Don't miss a beat with our FREE daily newsletter

In April this year, vocalist and songwriter with the band Tom Hartney announced his intention to leave the band and focus on his side project, Major Tom & The Atoms.

At the time he said, "Although more recently with Little Red I have mostly found myself behind the keyboards, my true passion has always been singing."

The in July, Quang Dinh followed suit with his new band Naked Bodies.

"The fuel tank is empty," he said. "As you make a contract with life, you make a contract with death. And without sadness, there will be no more footsteps here."

They are not the only members who were focusing on a side project, since last year drummer Taka Honda has been putting a lot of effort into his - sometimes controversial - band The Hondas.

The only members of the band who will continue to create music together are Dominic Byrne and Adrian Beltrame, who are leading New Gods.

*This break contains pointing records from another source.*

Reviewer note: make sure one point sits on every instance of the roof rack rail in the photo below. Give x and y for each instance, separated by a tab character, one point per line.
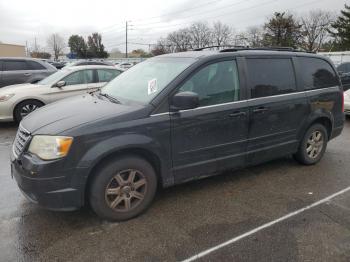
218	46
286	49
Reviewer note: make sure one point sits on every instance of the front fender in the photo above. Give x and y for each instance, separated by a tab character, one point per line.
125	142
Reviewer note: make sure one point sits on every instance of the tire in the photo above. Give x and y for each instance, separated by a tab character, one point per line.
26	107
313	145
115	196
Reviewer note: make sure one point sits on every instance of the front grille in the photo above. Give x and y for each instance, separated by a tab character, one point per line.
22	137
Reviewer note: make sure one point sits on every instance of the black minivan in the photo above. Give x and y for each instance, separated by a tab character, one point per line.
174	118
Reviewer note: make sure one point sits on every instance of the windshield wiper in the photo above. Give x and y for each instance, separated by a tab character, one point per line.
111	98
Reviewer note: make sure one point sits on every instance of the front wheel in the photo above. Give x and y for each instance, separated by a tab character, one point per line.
123	188
25	108
313	145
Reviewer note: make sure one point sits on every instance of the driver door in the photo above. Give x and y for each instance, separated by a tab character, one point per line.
213	136
76	83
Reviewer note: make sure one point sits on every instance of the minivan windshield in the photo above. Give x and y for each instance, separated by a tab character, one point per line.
145	80
54	78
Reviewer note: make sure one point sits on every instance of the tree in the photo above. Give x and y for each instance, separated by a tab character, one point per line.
282	30
56	44
181	40
254	36
201	35
315	27
221	34
42	55
162	47
95	46
340	29
77	46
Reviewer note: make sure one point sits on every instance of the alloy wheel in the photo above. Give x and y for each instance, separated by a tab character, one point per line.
126	190
315	144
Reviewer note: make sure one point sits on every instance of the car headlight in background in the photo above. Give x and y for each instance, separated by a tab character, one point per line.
6	97
50	147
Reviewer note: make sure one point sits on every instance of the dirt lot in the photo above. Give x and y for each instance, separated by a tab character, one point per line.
188	219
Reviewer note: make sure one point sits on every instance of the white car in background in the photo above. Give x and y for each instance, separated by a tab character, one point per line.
347	102
17	101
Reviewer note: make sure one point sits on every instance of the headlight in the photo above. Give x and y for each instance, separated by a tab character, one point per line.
6	97
346	96
50	147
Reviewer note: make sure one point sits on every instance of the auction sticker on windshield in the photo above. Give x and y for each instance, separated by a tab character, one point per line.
152	86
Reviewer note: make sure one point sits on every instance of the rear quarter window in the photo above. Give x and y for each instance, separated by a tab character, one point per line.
270	76
317	73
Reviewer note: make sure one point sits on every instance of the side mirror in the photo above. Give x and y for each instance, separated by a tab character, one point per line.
60	84
184	100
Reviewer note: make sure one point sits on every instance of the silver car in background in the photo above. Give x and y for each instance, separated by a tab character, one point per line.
17	101
23	70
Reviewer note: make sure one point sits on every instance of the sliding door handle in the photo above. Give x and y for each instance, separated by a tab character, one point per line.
260	110
237	114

The name Little Red will be retired.

Little Red shot into the music scene's psyche with their infectious garage-pop track Coca-Cola. Entering a V Festival competition to play at the event in 2008, the festival felt they'd discovered a good thing and promoted the band - and the competition's sponsors - heavily.

It proved to be a launch pad for the band, who released Listen To Little Red independently before Michael Gudinski took a shining to them and made sure they were with the Mushroom Group when they released their second albumMidnight Rememberin 2010.

The lead single from that record, Rock It, won them second place in the triple j Hottest 100 that year.